Änderung der Kostenverteilung: Wenn die Teilungserklärung es nicht regelt und auch kein Beschluss existiert, werden Kosten in einer WEG grundsätzlich nach MEA umgelegt. Manchmal sind andere Umlageschlüssel aber passender. Beispiel Treppenhausreinigung: Bei Umlage nach Anzahl der (Wohn­) Einheiten zahlt jeder den gleichen Betrag. Für Treppenhauslicht oder Müll ist vielleicht die Personenzahl der beste Maßstab.

Sie können die Umlageschlüssel auf der Eigentümerversammlung per Mehrheitsbeschluss ändern.

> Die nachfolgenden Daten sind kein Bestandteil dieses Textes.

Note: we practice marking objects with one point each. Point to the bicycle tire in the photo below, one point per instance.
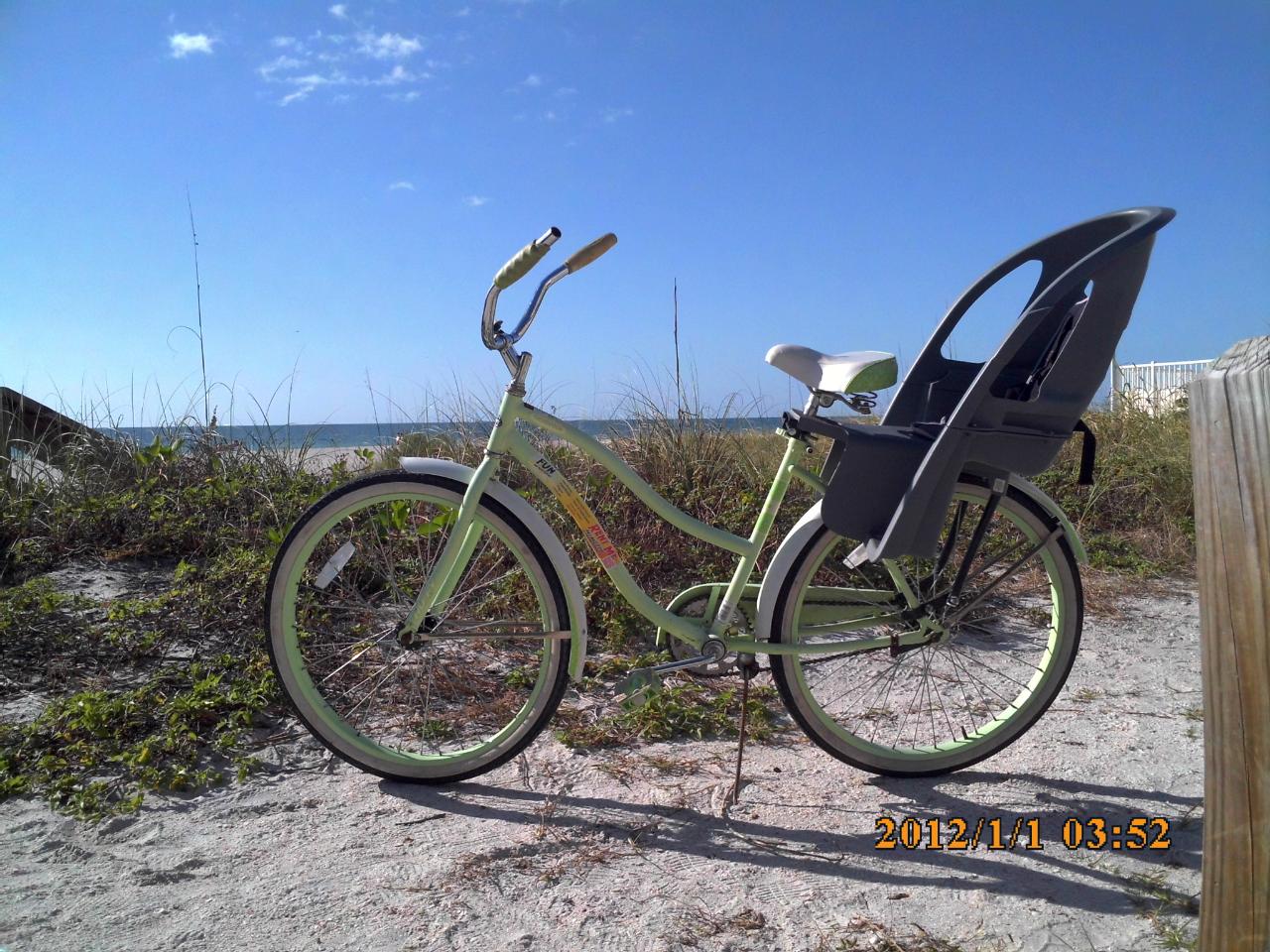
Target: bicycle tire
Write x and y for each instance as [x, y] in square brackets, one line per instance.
[479, 693]
[980, 737]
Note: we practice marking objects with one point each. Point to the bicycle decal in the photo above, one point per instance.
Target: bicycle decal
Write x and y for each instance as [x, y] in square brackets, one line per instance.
[576, 507]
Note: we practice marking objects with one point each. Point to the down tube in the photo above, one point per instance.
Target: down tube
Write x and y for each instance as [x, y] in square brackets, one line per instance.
[545, 471]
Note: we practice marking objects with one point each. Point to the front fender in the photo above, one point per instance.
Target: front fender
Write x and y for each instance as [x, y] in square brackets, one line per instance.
[538, 526]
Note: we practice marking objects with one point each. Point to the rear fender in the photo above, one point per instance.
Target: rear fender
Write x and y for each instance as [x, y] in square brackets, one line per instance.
[538, 526]
[1043, 499]
[811, 522]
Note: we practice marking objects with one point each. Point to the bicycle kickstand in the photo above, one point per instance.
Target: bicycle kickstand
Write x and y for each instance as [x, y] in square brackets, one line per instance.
[748, 667]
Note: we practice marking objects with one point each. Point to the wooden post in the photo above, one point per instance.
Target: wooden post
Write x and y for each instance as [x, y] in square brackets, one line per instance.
[1229, 412]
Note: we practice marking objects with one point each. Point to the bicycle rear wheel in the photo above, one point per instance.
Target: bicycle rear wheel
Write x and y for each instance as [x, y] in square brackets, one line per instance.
[984, 673]
[468, 693]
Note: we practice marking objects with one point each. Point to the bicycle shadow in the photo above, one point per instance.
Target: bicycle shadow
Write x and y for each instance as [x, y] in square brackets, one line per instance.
[1053, 873]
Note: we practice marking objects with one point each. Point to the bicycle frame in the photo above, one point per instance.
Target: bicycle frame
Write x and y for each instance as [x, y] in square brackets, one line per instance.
[506, 440]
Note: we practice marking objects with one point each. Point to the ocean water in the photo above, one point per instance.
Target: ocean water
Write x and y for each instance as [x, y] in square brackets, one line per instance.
[373, 434]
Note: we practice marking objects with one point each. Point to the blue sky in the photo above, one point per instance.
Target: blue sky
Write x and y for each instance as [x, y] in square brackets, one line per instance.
[826, 175]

Seit der WEG-Reform 2020 dürfen Sie Umlageschlüssel mit einfacher Mehrheit auf der EV dauerhaft für die Zukunft ändern. Allerdings müssen die Kosten konkret benannt werden (z.B. Aufzug, Winterdienst, Hausmeister…) – Sie dürfen nicht einfach den gesetzlichen Standard MEA durch Quadratmeter oder Personenzahl ersetzen. Natürlich können Sie auch direkt eine ganze Reihe von Kosten neu „besetzen“.

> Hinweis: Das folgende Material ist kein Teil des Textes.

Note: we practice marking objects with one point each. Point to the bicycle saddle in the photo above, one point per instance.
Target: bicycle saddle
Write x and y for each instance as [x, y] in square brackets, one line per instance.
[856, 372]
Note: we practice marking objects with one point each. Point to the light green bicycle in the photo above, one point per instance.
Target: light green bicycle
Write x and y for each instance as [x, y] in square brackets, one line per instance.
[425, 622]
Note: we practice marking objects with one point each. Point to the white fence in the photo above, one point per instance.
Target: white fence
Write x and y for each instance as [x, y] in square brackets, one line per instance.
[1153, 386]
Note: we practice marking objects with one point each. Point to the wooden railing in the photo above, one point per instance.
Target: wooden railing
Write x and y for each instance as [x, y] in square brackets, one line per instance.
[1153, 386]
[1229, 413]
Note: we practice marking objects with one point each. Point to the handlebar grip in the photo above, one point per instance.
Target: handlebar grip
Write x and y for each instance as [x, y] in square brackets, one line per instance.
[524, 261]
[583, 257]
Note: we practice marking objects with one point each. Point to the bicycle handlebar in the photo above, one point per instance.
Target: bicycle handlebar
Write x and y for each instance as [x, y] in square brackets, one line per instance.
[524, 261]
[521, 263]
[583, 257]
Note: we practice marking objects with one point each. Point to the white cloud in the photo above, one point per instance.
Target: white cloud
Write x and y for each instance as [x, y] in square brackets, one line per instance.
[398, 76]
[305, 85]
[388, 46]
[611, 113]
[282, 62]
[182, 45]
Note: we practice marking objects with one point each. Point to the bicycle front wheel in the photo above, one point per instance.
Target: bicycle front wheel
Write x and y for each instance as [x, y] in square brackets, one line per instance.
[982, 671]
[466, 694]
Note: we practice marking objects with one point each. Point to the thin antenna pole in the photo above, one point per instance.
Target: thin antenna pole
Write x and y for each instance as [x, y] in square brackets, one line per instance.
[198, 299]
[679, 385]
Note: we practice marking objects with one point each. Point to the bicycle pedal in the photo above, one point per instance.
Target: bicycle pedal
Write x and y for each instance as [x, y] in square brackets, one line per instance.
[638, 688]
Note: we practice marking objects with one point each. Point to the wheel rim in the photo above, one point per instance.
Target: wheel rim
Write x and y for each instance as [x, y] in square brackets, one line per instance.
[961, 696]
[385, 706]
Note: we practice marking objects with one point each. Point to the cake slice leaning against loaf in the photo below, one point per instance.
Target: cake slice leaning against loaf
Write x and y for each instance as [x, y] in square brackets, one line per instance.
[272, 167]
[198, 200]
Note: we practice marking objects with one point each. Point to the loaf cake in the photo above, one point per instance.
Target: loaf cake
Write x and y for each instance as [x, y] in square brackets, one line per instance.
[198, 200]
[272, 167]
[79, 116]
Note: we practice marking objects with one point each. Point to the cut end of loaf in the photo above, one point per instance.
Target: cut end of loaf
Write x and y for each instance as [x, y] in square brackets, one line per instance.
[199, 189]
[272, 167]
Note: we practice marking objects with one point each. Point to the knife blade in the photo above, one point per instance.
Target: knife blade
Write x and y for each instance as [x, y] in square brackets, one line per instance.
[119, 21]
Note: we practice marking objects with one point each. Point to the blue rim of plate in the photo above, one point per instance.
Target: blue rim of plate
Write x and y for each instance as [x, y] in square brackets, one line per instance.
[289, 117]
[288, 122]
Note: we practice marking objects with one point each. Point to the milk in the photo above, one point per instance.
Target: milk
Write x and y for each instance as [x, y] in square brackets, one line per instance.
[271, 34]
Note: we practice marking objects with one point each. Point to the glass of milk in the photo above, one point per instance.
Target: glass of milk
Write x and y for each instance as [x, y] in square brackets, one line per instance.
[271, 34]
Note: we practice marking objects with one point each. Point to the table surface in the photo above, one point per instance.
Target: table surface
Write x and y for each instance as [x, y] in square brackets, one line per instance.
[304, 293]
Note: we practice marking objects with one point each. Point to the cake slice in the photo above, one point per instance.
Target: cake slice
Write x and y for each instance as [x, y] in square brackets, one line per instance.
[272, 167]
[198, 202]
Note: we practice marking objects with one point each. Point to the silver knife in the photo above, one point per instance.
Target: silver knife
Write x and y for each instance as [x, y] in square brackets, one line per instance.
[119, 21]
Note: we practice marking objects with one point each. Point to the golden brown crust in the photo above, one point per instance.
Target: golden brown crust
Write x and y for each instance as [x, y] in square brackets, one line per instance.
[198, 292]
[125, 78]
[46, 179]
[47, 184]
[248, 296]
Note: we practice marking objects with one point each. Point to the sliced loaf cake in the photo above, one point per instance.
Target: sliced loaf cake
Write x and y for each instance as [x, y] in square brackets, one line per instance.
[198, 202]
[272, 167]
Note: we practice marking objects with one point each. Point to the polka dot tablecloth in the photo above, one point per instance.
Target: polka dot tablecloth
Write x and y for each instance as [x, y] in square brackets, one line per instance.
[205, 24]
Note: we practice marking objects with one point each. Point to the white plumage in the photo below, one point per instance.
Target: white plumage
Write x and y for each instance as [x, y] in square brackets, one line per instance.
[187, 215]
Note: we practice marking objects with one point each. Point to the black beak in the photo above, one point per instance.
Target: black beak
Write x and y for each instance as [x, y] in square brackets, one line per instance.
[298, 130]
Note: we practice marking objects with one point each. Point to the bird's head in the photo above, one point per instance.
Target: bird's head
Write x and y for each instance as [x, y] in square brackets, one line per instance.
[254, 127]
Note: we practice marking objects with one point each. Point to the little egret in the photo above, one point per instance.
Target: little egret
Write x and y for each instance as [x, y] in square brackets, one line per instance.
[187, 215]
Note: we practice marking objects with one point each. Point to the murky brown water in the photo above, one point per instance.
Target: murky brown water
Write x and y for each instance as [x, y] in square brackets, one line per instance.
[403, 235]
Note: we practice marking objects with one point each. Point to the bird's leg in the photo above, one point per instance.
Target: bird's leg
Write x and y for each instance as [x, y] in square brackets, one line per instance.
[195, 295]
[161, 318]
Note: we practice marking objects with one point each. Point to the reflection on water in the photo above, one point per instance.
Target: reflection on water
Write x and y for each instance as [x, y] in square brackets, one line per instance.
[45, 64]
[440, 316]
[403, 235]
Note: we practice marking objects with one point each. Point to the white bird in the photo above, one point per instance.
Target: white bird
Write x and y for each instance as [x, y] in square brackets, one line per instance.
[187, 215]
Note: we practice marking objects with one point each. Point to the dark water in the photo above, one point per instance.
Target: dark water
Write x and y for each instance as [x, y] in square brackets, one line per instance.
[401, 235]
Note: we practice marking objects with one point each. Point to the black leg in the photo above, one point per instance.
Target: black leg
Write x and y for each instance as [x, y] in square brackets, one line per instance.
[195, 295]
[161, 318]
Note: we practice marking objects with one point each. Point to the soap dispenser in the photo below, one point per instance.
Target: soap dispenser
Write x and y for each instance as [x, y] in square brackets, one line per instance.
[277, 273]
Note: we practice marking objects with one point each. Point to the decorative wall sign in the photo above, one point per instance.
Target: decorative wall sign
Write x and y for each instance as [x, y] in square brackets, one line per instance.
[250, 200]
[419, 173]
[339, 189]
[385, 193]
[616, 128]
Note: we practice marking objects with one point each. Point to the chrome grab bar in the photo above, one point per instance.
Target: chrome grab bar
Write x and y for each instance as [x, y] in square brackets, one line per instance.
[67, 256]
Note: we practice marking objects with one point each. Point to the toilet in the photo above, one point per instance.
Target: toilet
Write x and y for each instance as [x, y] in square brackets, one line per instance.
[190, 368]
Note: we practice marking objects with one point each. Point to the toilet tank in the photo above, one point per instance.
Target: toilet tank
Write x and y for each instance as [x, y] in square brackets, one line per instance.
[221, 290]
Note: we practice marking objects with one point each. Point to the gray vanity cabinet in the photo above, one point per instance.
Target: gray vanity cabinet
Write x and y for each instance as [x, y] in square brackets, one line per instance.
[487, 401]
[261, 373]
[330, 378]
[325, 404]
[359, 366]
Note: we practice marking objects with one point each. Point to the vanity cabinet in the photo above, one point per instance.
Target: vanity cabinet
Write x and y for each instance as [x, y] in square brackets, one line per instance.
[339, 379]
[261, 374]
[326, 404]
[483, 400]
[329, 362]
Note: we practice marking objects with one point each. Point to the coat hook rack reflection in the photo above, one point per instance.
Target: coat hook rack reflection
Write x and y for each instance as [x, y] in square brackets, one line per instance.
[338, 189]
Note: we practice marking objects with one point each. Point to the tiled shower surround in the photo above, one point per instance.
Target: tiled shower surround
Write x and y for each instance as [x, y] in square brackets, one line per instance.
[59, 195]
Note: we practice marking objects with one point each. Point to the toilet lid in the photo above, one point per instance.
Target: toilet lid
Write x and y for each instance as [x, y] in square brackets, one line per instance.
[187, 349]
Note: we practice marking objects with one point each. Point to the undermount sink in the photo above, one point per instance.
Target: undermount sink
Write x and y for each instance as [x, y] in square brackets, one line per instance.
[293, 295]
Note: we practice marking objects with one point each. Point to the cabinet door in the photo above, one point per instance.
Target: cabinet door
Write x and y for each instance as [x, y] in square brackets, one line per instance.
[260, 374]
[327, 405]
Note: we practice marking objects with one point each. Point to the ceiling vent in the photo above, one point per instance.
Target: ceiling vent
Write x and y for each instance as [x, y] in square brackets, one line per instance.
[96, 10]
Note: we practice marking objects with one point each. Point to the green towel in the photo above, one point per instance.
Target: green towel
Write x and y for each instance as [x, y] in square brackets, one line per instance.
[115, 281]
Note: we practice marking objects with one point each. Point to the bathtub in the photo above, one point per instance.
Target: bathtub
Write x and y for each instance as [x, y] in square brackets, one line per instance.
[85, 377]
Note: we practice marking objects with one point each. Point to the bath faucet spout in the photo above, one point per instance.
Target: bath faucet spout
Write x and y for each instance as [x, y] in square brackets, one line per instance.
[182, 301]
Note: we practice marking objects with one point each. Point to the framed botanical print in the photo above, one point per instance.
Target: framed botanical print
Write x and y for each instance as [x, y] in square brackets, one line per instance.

Der Gesetzestext spricht von einzelnen Kosten und bestimmten Kostenarten. Damit ist gemeint:

  • Einzelne Kosten: Das gab es auch schon vor der Reform: Sie können die Kostenverteilung für konkrete, einmalig anfallende Kosten festlegen, ohne die Verteilung dauerhaft zu ändern. Zum Beispiel: „Dem Eigentümer X wird gestattet, auf eigene Kosten eine neue Wohnungstür einbauen zu lassen.“ (Ja korrekt, die Wohnungstür gehört zum Gemeinschaftseigentum!) Aber selbst hier sind Sie an die sog. Maßstabskontinuität bei Folgebeschlüssen gebunden. Sie können ja nicht bei Eigentümer X beschließen, dass er die Wohnungstür auf seine Kosten austauschen darf, wenn zwei Jahre später die neue Tür von Eigentümer Y nach MEA auf alle umgelegt wird.
  • Kostenarten: Das sind die regelmäßig wiederkehrenden Positionen, die Sie aus der Abrechnung kennen: Hausmeister, Allgemeinstrom, Bankgebühren, Verwaltungskosten usw. Die tauchen ja jedes Jahr erneut auf. Seit der WEG-Reform können sie deren Umlageschlüssel mit Mehrheitsbeschluss ändern. Früher ging das nur bei Betriebskosten.

Austausch der Fenster:

Neu ist, dass man jetzt auch mit einfacher Mehrheit die Kosten bestimmter Bauteile regeln kann. Das ist im Sinne der Gleichbehandlung nur zu empfehlen! Sie können jetzt z.B. beschließen, dass jeder Eigentümer die Kosten von Reparaturen „seiner“ Fenster selbst trägt. Das gilt dann für die Zukunft. Sofern keine greifbare Maßnahme anstand, ging das früher nicht – man hätte die Teilungserklärung ändern müssen, jetzt nicht mehr.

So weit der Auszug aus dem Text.